Here’s the initial Gaussian distribution propagated through the accelerator model:

Code
def plot_flow(flow, transform, nsamp=1_000, **kws):
    x0 = flow().sample((nsamp,))
    x1 = transform(x0.clone())
    
    x0 = x0.detach().numpy()
    x1 = x1.detach().numpy()

    fig, axs = plt.subplots(
        ncols=2, figsize=(5.5, 2.75), sharex=True, sharey=True, gridspec_kw=dict(wspace=0.1),
    )
    for ax, x in zip(axs, [x0, x1]):
        ax.scatter(x[:, 0], x[:, 1], **kws)
        ax.set_xlim(-5.0, 5.0)
        ax.set_ylim(-5.0, 5.0)
        ax.set_xlabel(r"$x$")
        ax.set_ylabel(r"$p_x$")       
    for ax, title in zip(axs, ["Input", "Output"]):
        ax.set_title(title, fontsize="medium")    
    return fig, axs


with torch.no_grad():
    fig, axs = plot_flow(flow, transform, nsamp=10_000, s=0.4, c="black", ec="none")

I’ll train the flow using the ADAM optimizer and batches of 1000 particles. Without space charge, there should be an infinite number of periodic distributions. The model can also simply collapse to a delta function, with all particles starting and ending at the origin. To encourage a unique solution, I’ll add an entropy penalty to pull the distribution toward a simple Gaussian.

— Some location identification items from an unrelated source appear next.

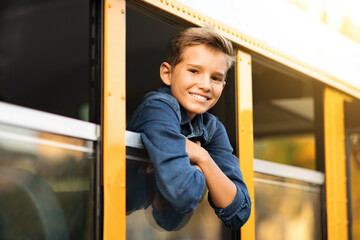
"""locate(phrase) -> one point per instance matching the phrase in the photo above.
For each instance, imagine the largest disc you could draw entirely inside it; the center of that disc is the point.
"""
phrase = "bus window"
(352, 126)
(283, 116)
(149, 215)
(45, 56)
(287, 209)
(288, 189)
(46, 185)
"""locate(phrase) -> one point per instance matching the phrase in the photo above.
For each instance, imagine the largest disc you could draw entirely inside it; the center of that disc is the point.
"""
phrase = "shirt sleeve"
(238, 212)
(177, 180)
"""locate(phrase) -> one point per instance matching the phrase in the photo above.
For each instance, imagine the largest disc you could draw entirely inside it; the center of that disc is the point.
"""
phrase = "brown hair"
(196, 36)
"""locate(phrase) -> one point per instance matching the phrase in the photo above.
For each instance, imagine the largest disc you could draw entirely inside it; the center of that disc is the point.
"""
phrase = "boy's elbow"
(185, 204)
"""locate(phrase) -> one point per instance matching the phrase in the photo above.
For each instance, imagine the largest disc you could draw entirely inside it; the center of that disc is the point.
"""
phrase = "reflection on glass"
(45, 186)
(286, 209)
(150, 216)
(355, 188)
(284, 115)
(295, 150)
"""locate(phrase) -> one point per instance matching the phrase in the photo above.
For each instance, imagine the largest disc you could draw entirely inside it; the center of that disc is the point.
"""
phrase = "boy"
(188, 146)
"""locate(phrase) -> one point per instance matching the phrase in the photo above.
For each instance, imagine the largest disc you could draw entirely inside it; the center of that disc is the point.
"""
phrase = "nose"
(204, 83)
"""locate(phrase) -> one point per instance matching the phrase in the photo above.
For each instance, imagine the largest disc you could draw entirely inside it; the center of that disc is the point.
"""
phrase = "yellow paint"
(253, 44)
(245, 134)
(114, 121)
(335, 165)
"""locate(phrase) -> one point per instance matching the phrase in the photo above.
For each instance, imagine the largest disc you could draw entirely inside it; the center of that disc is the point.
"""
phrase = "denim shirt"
(163, 124)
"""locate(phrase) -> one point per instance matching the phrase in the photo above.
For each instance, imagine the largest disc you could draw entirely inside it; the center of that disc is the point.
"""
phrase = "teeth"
(198, 96)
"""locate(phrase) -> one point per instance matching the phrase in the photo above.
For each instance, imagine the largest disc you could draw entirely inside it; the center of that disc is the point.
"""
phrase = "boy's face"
(198, 80)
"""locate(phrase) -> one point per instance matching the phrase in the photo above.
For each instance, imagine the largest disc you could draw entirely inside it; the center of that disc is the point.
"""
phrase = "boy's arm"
(221, 189)
(177, 180)
(237, 213)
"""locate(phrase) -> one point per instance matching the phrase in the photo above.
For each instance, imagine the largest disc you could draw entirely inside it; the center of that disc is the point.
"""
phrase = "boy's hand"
(196, 152)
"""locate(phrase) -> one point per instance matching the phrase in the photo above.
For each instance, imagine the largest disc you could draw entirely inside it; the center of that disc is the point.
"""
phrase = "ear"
(165, 73)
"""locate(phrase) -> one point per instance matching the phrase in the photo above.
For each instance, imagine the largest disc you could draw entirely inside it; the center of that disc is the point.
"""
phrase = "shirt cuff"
(236, 208)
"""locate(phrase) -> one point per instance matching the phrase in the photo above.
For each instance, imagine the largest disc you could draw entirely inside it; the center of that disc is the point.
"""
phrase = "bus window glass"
(45, 186)
(286, 209)
(45, 55)
(283, 116)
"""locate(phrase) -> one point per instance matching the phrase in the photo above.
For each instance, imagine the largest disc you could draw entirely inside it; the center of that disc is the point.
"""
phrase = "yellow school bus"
(73, 72)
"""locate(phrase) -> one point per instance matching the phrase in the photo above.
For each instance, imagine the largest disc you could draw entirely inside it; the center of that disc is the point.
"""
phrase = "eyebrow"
(220, 73)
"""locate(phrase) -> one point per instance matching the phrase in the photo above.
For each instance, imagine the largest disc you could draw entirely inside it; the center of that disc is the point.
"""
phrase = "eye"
(193, 71)
(218, 79)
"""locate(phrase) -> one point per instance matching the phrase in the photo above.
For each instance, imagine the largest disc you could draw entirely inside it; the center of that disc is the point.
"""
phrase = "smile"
(198, 96)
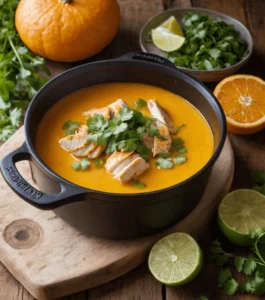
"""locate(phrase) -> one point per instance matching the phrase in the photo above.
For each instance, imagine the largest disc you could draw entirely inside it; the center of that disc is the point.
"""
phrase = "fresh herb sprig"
(20, 69)
(210, 44)
(252, 266)
(123, 133)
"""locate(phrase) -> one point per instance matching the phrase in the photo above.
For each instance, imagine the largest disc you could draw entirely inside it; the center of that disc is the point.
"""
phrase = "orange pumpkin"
(67, 30)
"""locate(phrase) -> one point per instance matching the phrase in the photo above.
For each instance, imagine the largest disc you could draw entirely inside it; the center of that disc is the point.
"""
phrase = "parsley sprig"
(252, 266)
(20, 70)
(123, 132)
(210, 44)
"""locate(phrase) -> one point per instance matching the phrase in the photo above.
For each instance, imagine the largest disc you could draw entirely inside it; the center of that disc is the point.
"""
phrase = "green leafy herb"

# Find stationary distribution
optimizer = torch.optim.Adam(flow.parameters(), lr=0.01)
for iteration in range(51):
    x, log_prob = flow().rsample_and_log_prob((1_000,))  # model will have unnorm_matrix
    x_out = transform(x)

    # KL divergence between input and output distributions
    loss = torch.mean(-flow().log_prob(x_out))
    
    # KL divergence between input and Gaussian distribution
    loss = loss + 1.0 * torch.mean(log_prob)

    loss.backward()
    optimizer.step()
    optimizer.zero_grad()

    if iteration % 25 == 0:
        print(f"iter={iteration} loss={loss}")
iter=0 loss=0.8728091716766357
iter=25 loss=0.02266407012939453
iter=50 loss=0.006170749664306641
Code
with torch.no_grad():
    fig, axs = plot_flow(flow, transform, nsamp=10_000, s=0.4, c="black", ec="none")
    plt.show()

The model appears to be working. The next step will be to explore the Cheetah space charge module and build a test case for this algorithm.

References

[1]
S. M. Lund, T. Kikuchi, and R. C. Davidson, Generation of Initial Kinetic Distributions for Simulation of Long-Pulse Charged Particle Beams with High Space-Charge Intensity, Phys. Rev. ST Accel. Beams 12, 114801 (2009).
[2]
J. Kaiser, C. Xu, A. Eichler, and A. Santamaria Garcia, Bridging the Gap Between Machine Learning and Particle Accelerator Physics with High-Speed, Differentiable Simulations, Phys. Rev. Accel. Beams 27, 054601 (2024).
[3]
T. Zolkin, B. Cathey, and S. Nagaitsev, Dynamics of McMillan Mappings II. Axially Symmetric Map, (2024).